I have enough free disk space
[root@linux03 ~]# df -h Filesystem Size Used Avail Use% Mounted on /dev/mapper/vg_linux_a-lv_root 900G 813G 42G 96% / tmpfs 7.7G 0 7.7G 0% /dev/shm /dev/sda1 477M 121M 331M 27% /boot /dev/mapper/vg_linux_b-LogVol00 1.4T 911G 395G 70% /home /dev/sdc1 1.8T 1.3T 414G 77% /backup [root@linux03 ~]#
Can anyone please advise how to identify the problem?
Thanks a lot
Rogerio
Howdy,
Sounds like you've already looked for a lot of the usual culprits!
Could you post the output of this command:
ps auxwf
That will give us an idea of what all is going on at the moment.
Also, this command will show if there's a DoS of some sort occurring:
netstat -ntu | awk '{print $5}' | cut -d: -f1 | sort | uniq -c | sort -nr | head -10
Hi Andrey, here it is:
And here is second command:
Thank you
Hi Andrey, here it is:
I’ve attached the ps command,
And here is second command:
Thank you
Hello!
I am using this script to check high iowait which is caused in my case mostly by pop3 proc.
while true; do date; ps auxf | awk '{if($8=="D") print $0;}'; sleep 1; done
you will filter with that processes that have D flag - Uninterruptible sleep (usually IO)
put that in an exec file and run it when the service is degraded.
after, you could check with lsof -p (pid no from previous script output) and see the files that are written or read.
Howdy,
Hmm, it can be tough to discern the cause and the effect just by looking at the process list... but I notice two things.
You do seem to have a decent amount of PHP processes running, though many of them are older.
However, the thing that really stood out to me is how many emails procmail is currently in the process of delivering.
What would you think about temporarily disabling Postfix (just by running "/etc/init.d/postfix stop", and seeing if your load goes back to normal after a couple of minutes.
If that doesn't help, we may want to look deeper into the PHP processes running, and what they're up to.
-Eric
Hi Andrey,
I still could not find the cause of the high IO wait.
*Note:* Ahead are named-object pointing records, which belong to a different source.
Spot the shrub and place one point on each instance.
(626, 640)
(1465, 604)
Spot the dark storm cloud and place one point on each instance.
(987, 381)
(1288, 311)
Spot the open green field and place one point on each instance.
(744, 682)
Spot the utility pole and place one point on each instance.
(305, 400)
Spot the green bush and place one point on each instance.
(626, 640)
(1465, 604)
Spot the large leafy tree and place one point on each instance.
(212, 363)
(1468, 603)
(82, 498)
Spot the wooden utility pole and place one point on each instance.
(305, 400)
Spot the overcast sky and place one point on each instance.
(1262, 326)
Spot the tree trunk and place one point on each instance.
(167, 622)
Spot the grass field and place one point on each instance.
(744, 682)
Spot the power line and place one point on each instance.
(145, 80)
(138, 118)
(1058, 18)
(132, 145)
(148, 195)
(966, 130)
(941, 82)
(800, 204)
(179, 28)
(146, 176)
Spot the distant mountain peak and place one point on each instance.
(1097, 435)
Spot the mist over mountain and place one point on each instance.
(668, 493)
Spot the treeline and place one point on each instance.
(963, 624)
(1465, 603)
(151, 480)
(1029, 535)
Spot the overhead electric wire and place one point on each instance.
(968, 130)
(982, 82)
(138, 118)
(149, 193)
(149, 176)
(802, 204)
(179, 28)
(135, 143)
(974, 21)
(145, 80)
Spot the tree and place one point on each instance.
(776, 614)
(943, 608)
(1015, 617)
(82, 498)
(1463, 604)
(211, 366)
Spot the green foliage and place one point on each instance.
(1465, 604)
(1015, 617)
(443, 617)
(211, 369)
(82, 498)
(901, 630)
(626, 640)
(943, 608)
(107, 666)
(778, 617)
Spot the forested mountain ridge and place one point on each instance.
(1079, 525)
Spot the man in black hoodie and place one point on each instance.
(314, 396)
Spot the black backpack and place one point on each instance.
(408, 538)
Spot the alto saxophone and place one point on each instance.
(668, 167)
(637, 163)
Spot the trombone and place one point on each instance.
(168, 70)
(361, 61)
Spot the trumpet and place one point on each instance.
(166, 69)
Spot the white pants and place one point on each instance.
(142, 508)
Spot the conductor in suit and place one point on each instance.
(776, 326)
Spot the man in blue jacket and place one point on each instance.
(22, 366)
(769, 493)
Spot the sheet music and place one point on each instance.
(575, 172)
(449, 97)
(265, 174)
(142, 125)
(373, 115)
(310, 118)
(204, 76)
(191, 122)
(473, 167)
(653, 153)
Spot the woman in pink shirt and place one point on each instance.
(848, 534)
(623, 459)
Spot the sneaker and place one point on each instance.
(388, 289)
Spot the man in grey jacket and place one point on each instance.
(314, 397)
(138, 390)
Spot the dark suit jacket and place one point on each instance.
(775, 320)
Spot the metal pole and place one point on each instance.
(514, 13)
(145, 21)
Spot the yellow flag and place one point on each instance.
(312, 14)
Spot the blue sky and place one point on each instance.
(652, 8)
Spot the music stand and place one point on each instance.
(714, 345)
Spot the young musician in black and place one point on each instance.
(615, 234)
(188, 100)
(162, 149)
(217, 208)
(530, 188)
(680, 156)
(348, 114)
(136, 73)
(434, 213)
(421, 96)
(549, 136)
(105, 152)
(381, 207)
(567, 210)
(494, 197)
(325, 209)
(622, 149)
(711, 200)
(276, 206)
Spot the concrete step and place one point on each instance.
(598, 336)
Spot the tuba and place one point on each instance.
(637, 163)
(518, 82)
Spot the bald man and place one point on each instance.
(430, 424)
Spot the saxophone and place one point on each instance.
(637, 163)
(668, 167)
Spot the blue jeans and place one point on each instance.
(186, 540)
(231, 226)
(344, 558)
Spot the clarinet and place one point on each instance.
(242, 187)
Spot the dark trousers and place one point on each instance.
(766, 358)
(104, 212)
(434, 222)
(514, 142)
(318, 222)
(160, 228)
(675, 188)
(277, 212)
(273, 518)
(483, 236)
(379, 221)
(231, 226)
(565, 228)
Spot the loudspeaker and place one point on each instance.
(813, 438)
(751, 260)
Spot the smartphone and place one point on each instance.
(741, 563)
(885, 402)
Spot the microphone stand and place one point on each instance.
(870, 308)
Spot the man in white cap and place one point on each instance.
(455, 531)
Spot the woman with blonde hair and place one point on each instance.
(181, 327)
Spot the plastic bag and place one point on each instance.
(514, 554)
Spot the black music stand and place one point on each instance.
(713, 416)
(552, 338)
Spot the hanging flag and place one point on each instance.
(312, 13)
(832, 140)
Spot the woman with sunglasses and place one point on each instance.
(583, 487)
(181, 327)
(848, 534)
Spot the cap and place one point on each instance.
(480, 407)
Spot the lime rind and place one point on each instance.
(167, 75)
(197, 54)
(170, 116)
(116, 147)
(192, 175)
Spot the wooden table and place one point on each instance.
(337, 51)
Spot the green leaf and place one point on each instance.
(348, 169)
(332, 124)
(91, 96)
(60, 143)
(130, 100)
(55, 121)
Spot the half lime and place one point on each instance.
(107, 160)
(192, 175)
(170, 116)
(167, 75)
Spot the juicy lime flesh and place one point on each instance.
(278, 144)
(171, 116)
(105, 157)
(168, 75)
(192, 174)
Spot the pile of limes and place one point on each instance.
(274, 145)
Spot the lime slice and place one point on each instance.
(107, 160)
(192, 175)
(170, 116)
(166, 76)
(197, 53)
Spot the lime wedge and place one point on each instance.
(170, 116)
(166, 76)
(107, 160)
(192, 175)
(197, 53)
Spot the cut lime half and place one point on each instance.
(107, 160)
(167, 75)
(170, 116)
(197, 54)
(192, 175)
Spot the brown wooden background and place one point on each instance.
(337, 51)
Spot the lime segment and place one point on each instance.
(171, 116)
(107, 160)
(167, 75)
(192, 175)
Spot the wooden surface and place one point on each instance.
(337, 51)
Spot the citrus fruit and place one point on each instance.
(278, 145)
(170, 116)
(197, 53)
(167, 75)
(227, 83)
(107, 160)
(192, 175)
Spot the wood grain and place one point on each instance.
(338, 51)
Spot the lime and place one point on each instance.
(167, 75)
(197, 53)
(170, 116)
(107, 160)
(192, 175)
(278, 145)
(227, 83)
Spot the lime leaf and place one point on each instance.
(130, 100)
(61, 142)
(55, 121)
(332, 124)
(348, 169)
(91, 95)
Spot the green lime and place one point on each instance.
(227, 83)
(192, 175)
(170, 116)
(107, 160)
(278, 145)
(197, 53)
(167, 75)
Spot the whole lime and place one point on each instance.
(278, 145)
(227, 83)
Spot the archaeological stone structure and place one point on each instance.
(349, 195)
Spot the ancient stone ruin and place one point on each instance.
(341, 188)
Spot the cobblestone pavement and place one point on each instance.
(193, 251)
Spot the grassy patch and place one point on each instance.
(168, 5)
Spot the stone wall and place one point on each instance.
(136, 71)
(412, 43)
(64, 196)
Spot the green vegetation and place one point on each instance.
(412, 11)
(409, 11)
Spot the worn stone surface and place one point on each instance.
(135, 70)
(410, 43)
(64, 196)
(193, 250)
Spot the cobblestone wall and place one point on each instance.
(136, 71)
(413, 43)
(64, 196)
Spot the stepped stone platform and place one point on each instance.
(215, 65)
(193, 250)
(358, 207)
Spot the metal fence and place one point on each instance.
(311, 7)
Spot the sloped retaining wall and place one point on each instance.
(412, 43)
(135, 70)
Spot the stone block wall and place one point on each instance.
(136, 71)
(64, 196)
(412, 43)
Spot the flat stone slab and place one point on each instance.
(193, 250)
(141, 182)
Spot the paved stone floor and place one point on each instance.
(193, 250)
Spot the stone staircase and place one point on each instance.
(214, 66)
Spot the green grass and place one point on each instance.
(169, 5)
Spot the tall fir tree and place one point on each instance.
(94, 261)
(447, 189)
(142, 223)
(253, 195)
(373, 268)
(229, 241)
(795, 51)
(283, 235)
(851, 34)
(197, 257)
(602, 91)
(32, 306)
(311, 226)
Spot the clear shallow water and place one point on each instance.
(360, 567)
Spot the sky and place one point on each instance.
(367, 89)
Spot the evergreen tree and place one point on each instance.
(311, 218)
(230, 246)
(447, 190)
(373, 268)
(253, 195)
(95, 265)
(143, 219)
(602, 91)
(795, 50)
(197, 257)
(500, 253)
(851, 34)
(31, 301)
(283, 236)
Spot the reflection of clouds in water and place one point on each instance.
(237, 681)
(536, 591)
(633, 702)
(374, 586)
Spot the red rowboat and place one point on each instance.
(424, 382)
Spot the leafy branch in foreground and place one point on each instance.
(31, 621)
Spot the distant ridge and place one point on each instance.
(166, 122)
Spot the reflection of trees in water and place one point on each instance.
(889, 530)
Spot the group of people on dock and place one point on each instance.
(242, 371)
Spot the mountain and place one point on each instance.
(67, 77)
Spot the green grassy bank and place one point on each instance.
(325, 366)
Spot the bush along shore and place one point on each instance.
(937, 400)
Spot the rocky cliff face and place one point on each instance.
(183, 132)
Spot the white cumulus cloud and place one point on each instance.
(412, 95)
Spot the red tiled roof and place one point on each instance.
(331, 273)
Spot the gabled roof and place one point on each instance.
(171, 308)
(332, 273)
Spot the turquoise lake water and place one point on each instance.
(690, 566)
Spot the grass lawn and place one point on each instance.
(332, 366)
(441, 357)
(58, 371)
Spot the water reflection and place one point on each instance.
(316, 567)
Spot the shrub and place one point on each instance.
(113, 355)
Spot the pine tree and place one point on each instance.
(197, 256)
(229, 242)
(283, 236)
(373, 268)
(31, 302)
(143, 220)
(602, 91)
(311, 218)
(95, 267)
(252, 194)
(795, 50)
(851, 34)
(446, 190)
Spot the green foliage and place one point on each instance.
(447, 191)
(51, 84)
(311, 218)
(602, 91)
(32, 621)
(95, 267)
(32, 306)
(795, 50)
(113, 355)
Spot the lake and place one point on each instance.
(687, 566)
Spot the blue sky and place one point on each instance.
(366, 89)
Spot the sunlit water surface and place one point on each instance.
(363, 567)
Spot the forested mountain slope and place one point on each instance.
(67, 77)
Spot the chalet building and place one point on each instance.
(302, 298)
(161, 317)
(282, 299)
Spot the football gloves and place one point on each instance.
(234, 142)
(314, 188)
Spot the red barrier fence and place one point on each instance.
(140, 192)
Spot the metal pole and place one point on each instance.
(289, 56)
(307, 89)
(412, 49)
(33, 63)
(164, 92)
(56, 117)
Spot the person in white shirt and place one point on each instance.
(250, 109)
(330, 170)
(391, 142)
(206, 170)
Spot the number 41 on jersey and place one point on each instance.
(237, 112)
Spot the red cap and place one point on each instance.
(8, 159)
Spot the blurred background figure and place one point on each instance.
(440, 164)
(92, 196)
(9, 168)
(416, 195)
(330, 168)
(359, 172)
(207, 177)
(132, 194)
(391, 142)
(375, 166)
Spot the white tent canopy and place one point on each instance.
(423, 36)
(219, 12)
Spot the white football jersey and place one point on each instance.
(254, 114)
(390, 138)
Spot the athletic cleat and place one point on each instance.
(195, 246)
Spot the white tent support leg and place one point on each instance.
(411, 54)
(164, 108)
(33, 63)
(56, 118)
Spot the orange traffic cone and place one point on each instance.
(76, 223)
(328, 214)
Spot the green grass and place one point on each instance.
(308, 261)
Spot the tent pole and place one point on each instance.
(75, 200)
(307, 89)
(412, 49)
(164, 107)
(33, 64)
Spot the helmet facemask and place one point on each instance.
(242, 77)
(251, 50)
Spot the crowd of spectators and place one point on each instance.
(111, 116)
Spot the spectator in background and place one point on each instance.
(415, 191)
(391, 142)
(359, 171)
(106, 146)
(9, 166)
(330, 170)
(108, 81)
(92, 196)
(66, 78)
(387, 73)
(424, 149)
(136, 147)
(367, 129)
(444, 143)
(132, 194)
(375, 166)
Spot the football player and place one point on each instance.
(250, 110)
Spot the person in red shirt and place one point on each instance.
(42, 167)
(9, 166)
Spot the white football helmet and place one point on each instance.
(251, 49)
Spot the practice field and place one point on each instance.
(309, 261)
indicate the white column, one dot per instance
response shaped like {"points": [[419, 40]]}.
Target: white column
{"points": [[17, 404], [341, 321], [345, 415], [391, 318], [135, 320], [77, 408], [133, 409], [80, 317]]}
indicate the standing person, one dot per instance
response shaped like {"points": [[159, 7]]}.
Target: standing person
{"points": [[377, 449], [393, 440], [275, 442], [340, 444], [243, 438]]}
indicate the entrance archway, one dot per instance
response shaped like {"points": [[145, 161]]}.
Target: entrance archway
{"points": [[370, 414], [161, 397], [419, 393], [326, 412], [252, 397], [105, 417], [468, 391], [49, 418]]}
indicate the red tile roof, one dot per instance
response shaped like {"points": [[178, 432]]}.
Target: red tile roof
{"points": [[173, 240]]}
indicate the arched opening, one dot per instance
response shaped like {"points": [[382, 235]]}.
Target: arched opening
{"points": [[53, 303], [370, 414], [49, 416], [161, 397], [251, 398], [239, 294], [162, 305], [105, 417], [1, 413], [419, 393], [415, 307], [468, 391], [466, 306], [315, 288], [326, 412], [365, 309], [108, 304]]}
Look at the top command right now, Postfix is stopped.
On iotop I noticed a process, index.cgi that's using most of the IO... what is this process? A few moments ago it was writing 30Mb/s
Also, is there a way to check if the HD is failing? Read/write errors?
Thank you
Howdy,
Hmm, I'm not aware of a program named "index.cgi" that would run as root, that's a little unusual.
It sounds like a web app, but web apps shouldn't run as root. It might be worth investigating what's going on there.
In the meantime though, you could always kill that process.
I don't think you're seeing a disk related issue here, though if you wanted, you could run "dmesg" and review the output towards the end to see if any disk related errors are being generated.
-Eric
Hi Eric,
Today i didn't have any problems so far. But looking at dmegs, among a lot of firewall entries , I've found the follwing:
It seems to refer to sdb disk...
Howdy,
Yeah, it does appear that you're seeing some disk related errors on /dev/sdb... that may be contributing to the problem you're seeing there.
-Eric